Congressional Budget Office estimates Trump’s Golden Dome missile defense plan would cost about $1.2 trillion over 20 years
The Facts
- The Congressional Budget Office estimated that a Golden Dome-style national missile defense system would cost about $1.2 trillion over 20 years to develop, deploy and operate.
- The CBO estimate is far higher than the roughly $175 billion figure Trump previously cited and above the $185 billion estimate referenced by the program’s Pentagon director.
- The CBO said its analysis was an illustrative approach rather than an estimate of a specific finalized administration proposal because the administration had not provided enough detail about the system’s design.
- Acquisition costs alone were estimated at just over $1 trillion, with the space-based interceptor layer accounting for about 70% of acquisition costs and about 60% of total costs.
- Golden Dome is intended to defend the United States against aerial threats including ballistic, cruise and hypersonic missiles, using ground-based and space-based elements.
- Trump ordered the program early in his term and said he wanted it operational before the end of his term in 2029.
- The projected system would require extensive new infrastructure, including large satellite networks and multiple defensive layers across the United States.
- The CBO said that even if built, the system could still be overwhelmed by a full-scale attack from a peer or near-peer adversary, leaving its ultimate effectiveness unresolved.
How left and right are reading this
- Both agree
- A national missile shield on this scale would be an enormous, long-term undertaking, with costs far above earlier public figures and key questions about design and effectiveness still unresolved even as leaders talk about fielding it quickly.
- They split on
- Less a disagreement than a question of emphasis: the public-risk tradeoff of spending about $1.2 trillion on a system that may still be overwhelmed, versus the credibility gap created by pushing an ambitious defense program without enough design detail.
Context
Why is the estimate described as uncertain?
The CBO said it was modeling one illustrative version of a system with capabilities broadly consistent with Trump’s executive order, not pricing a finalized administration design.

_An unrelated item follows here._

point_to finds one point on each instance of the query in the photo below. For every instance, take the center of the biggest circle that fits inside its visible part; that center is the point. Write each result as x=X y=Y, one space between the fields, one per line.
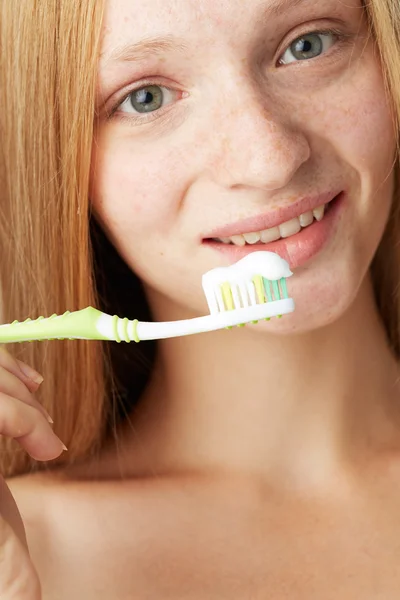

It said the lack of detailed Pentagon or White House specifications made long-term cost estimates for the actual system difficult Hindu,CBC News,Bloomberg Business.
What parts of Golden Dome drive most of the cost?
The largest expense is the planned space-based interceptor layer, alongside a space-based missile warning and tracking system. The CBO said acquisition costs would exceed $1 trillion, and that the space-based interceptor portion would make up about 70% of acquisition costs and about 60% of total costs NDTV,Reuters,NYT.
Would the system guarantee protection against missile attacks?
No. According to the CBO analysis cited by multiple outlets, even a fully built system could be overwhelmed by a large-scale attack from a peer or near-peer adversary such as Russia or China, meaning the plan’s effectiveness against the most demanding scenarios remains in question NYT,infobae,Bloomberg Business.